Immediately, we note that in the diagnosis of cardiac arrhythmia, folk remedies should be used only as an adjunct to traditional medicines, but in no case should they be replaced. In fact, herbs only accelerate the healing process, but are not able to cure a person completely. That is what should proceed when choosing your favorite recipes.

  1. Pour 30 hawthorn berries with a glass of boiling water and put the mixture on a small fire for 10-15 minutes. The decoction is used fresh in equal portions throughout the day.
  2. Mix one bottle of spirit tincture of valerian, hawthorn and motherwort. Shake the mixture well and place it in the fridge for 1-2 days. The medicine is taken 30 minutes before meals, 1 teaspoon.
  3. Boil a glass of water in an enamel saucepan, and then add 4 grams of adonis herb to it. Boil the mixture for 4-5 minutes over low heat, then cool it and place the pan in a warm, dry place for 20-30 minutes. Strained broth is stored in the refrigerator, taken 1 tablespoon 3 times a day.
  4. Cut 0.5 kg of lemons and fill them with fresh honey, adding to the mixture of 20 kernels, removed from the seeds of apricots. Mix thoroughly and take 1 tablespoon in the morning and evening.

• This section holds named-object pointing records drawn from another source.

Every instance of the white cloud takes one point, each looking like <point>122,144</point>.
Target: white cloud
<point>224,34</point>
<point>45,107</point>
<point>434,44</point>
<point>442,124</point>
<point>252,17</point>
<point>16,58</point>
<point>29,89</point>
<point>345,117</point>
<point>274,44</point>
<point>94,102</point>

The course of any arrhythmia can be complicated by ventricular fibrillation and flutter, which is equivalent to the arrest of blood circulation, and lead to the death of the patient. Already in the first seconds dizziness, weakness develop, then - loss of consciousness, involuntary urination and convulsions. Blood pressure and pulse are not detected, breathing stops, pupils dilate - a state of clinical death occurs.

In patients with chronic circulatory failure (angina pectoris, mitral stenosis), dyspnea occurs during paroxysms of tachyarrhythmias and pulmonary edema may develop.

With complete atrioventricular block or asystole, syncopal states (Morgagni-Adems-Stokes attacks characterized by episodes of loss of consciousness) may develop, caused by a sharp decrease in cardiac output and blood pressure and a decrease in the blood supply to the brain.

Thromboembolic disorders in atrial fibrillation in every sixth case lead to cerebral stroke.


Even when you know what this disease is, any advice on how to treat arrhythmia will be useless if you do not follow the simple rules of prevention at home:

  1. Morning exercise, or athletics.
  2. Monitor blood sugar and blood pressure
  3. Give up all bad habits.
  4. Maintain your weight within normal limits.
  5. Lead the most relaxed, even lifestyle, minimally exposed to excessive emotions, stress, and stress.
  6. Proper diet, consisting of exclusively natural products.

If the first signs of arrhythmia appear, then you should not wait for the addition of more serious symptoms, contact your doctor immediately, then the risk of complications and weighting of general well-being will be much lower.


In terms of prognosis, arrhythmias are extremely ambiguous. Some of them (supraventricular extrasystoles, rare extrasystoles of the ventricles), not associated with organic heart disease, do not pose a threat to health and life. Atrial fibrillation, in contrast, can cause life-threatening complications: ischemic stroke, severe heart failure.

The most severe arrhythmias are flutter and ventricular fibrillation: they represent an immediate threat to life and require resuscitation.

Watch the video: Cardiac arrhythmia - a focus on diagnosis and treatment (April 2020).